L’heure tournait et la patience me manquait, je faisais les cents pas, sortais, rentrais, me baladais d’un coin à l’autre de la maison. Je décidai de prendre une douche pour me calmer un peu, puis traversai ma chambre, une serviette autour de la taille, pour ouvrir mon dressing et choisir une tenue qu’Hélène affectionnait particulièrement. Sauf que mon cœur s’arrêta avant que je ne la trouve.
Dans le placard, la moitié des affaires manquait. Les vêtements de ma femme, ainsi que la grande valise que sa mère lui avait offerte pour notre voyage de noces.
Hélène était partie.
Sans bruit, dans la nuit, ma femme m’avait quitté.

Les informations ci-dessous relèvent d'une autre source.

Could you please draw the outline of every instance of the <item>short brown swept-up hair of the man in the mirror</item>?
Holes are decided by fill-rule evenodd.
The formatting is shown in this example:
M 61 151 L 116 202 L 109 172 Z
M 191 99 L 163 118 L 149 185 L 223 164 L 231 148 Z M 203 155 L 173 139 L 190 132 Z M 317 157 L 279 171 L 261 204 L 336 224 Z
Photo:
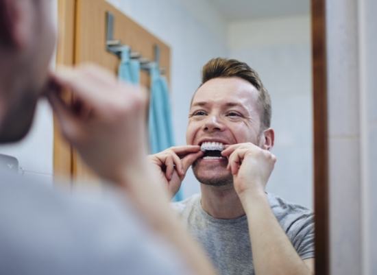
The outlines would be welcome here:
M 240 77 L 250 82 L 258 90 L 258 104 L 263 109 L 260 122 L 264 128 L 271 125 L 271 98 L 256 71 L 245 62 L 226 58 L 213 58 L 204 65 L 202 70 L 202 86 L 208 80 L 216 77 Z

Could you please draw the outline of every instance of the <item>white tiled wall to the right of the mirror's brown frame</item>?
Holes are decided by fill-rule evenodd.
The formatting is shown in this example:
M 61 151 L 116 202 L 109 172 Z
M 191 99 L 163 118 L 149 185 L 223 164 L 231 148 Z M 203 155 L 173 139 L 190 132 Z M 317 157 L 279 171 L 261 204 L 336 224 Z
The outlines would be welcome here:
M 330 274 L 377 274 L 377 3 L 327 3 Z

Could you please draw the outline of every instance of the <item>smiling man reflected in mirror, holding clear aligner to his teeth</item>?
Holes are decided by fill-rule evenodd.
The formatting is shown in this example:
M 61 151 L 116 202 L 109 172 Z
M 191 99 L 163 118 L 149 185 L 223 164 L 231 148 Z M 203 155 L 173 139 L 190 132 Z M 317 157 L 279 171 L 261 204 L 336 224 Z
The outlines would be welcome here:
M 202 195 L 175 204 L 221 274 L 313 274 L 313 215 L 265 193 L 271 101 L 258 74 L 237 60 L 203 68 L 186 146 L 149 156 L 173 195 L 190 165 Z

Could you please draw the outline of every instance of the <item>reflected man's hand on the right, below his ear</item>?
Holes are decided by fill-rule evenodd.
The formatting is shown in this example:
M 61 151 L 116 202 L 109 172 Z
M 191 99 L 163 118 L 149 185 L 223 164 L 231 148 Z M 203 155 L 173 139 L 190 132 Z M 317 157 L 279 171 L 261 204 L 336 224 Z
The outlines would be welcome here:
M 221 155 L 228 157 L 234 189 L 241 199 L 250 193 L 264 192 L 276 156 L 252 143 L 230 145 Z

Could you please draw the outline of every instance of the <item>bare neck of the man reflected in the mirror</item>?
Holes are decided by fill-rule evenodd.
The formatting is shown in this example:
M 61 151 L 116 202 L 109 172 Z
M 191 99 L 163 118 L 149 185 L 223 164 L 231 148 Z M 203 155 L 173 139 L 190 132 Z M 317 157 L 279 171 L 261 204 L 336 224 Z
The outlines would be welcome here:
M 217 219 L 236 219 L 245 215 L 239 196 L 233 185 L 222 187 L 201 184 L 202 208 Z

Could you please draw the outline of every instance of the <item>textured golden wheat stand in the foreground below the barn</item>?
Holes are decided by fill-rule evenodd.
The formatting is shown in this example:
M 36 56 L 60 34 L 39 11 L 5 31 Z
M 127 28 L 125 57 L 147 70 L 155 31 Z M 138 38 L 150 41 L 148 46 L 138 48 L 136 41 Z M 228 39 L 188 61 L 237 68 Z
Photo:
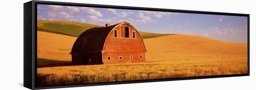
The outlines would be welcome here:
M 136 64 L 38 68 L 37 84 L 38 86 L 86 84 L 247 73 L 247 56 L 216 56 L 202 58 L 205 60 L 179 59 Z

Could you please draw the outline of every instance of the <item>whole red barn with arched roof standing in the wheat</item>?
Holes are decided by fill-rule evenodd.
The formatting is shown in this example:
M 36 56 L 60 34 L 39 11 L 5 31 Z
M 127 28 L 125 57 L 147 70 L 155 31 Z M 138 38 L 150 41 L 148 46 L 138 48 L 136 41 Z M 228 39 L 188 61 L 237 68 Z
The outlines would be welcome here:
M 71 50 L 74 64 L 145 62 L 146 48 L 134 26 L 127 22 L 83 32 Z

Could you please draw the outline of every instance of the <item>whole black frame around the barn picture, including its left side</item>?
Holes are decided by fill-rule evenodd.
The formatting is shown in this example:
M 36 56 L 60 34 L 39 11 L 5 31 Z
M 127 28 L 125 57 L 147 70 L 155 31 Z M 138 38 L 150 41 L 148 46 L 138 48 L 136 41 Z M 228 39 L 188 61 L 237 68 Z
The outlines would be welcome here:
M 132 10 L 147 10 L 147 11 L 177 12 L 177 13 L 200 13 L 200 14 L 214 14 L 214 15 L 245 16 L 245 17 L 248 17 L 248 73 L 247 74 L 220 75 L 220 76 L 182 77 L 182 78 L 168 78 L 168 79 L 154 79 L 154 80 L 136 80 L 136 81 L 122 81 L 122 82 L 105 82 L 105 83 L 93 83 L 93 84 L 72 84 L 72 85 L 37 87 L 37 84 L 36 84 L 37 83 L 37 38 L 36 38 L 37 37 L 37 33 L 36 33 L 36 30 L 37 30 L 36 29 L 36 27 L 37 27 L 37 24 L 36 24 L 36 22 L 37 22 L 37 18 L 36 18 L 37 17 L 37 4 L 62 5 L 62 6 L 86 6 L 86 7 L 132 9 Z M 81 86 L 95 86 L 95 85 L 109 85 L 109 84 L 130 84 L 130 83 L 217 78 L 217 77 L 249 76 L 249 72 L 250 72 L 250 70 L 249 70 L 249 61 L 250 61 L 250 59 L 249 59 L 249 44 L 250 44 L 250 42 L 249 42 L 249 14 L 32 0 L 32 1 L 24 3 L 24 87 L 34 90 L 34 89 L 52 89 L 52 88 L 67 88 L 67 87 L 81 87 Z

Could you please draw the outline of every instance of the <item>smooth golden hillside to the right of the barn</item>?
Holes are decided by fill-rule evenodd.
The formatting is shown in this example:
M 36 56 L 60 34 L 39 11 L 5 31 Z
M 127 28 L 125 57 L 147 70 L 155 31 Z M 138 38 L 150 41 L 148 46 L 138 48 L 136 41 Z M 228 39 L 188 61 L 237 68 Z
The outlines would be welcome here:
M 144 39 L 146 59 L 173 60 L 211 58 L 224 56 L 247 56 L 247 44 L 236 44 L 192 35 L 168 35 Z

Je me laissai tomber sur le lit et c’est à cet instant que je remarquai un petit papier, semblable à ceux de la boite rouge, posé sur la table de nuit.
Je le pris et lu le dernier poème qu’elle m’ait laissé – le dernier qu’elle ait écrit et, dans un style complètement différent, de loin le meilleur. Le « je » était de retour.

« Je t’ai aperçu en rêve
par une nuit claire sur mon lit dur
je me débattais avec ce mauvais rêve
mes lourdes semelles étaient de plomb
l’être m’incitant la peur me frôle rapidement
et mûri en envie, il devient fou
interpelant toutes les bonnes femmes par ton nom
et je ne me réveille plus
pourquoi la Terre s’affaisse t-elle ?
mes doigts se crispent dans la boue
quand il m’envoie vigoureusement
son pied dans la figure
L’épuisement me scie les doigts
il m’enfonce violemment les côtes
m’arrache un tressaillement des lèvres
ligoté à un reste de vie
il me jette des miettes de pitié en pâture
il me domine victorieusement
rit et me parle de toi
lorsque toute jeune encore
tu étais à l’autel
et t’unissais à lui devant mes yeux
dire que je pensais que tu m’attendrais
je sors de ce sommeil si perturbé
regrettant de ne pas être mort pendant ce rêve »










« Je suis désolée d’être partie sans rien dire.
- Si j’avais été un bon mari, tu ne serais pas partie. Tu n’aurais pas eu… peur de moi.
- Tu crois qu’il s’agit de ça ?
- C’est assez explicite non ? « l’être m’incitant la peur me frôle rapidement, et mûri en envie, il devient fou, interpelant toutes les bonnes femmes par ton nom… » « il me domine victorieusement, rit et me parle de toi, lorsque toute jeune encore tu étais à l’autel et t’unissais à lui devant mes yeux »…  Je te faisais peur.
- Tu terrifiais une partie de moi seulement. J’étais malade, tu dois le savoir maintenant. Tu as été un remède durant plusieurs années, j’étais bien avec toi. Et puis la maladie a fini par l’emporter. C’est pour ça que je suis partie. Je suis désolée.
- Ne t’en fais pas pour ça… »

Cela faisait des années que j’en rêvais. Des années que je souhaitais revoir Hélène pour lui balancer tout ce que j’avais sur le cœur et lui faire autant de mal qu’elle avait pu m’en faire. Des années que la douleur de cet amour n’attendait qu’à être violemment expulsée au visage de celle qui en était responsable. Mais maintenant qu’elle était là, en face de moi, les yeux levés vers les miens et un demi-sourire sur ses lèvres, je ne souhaitais plus qu’une chose : la prendre dans mes bras.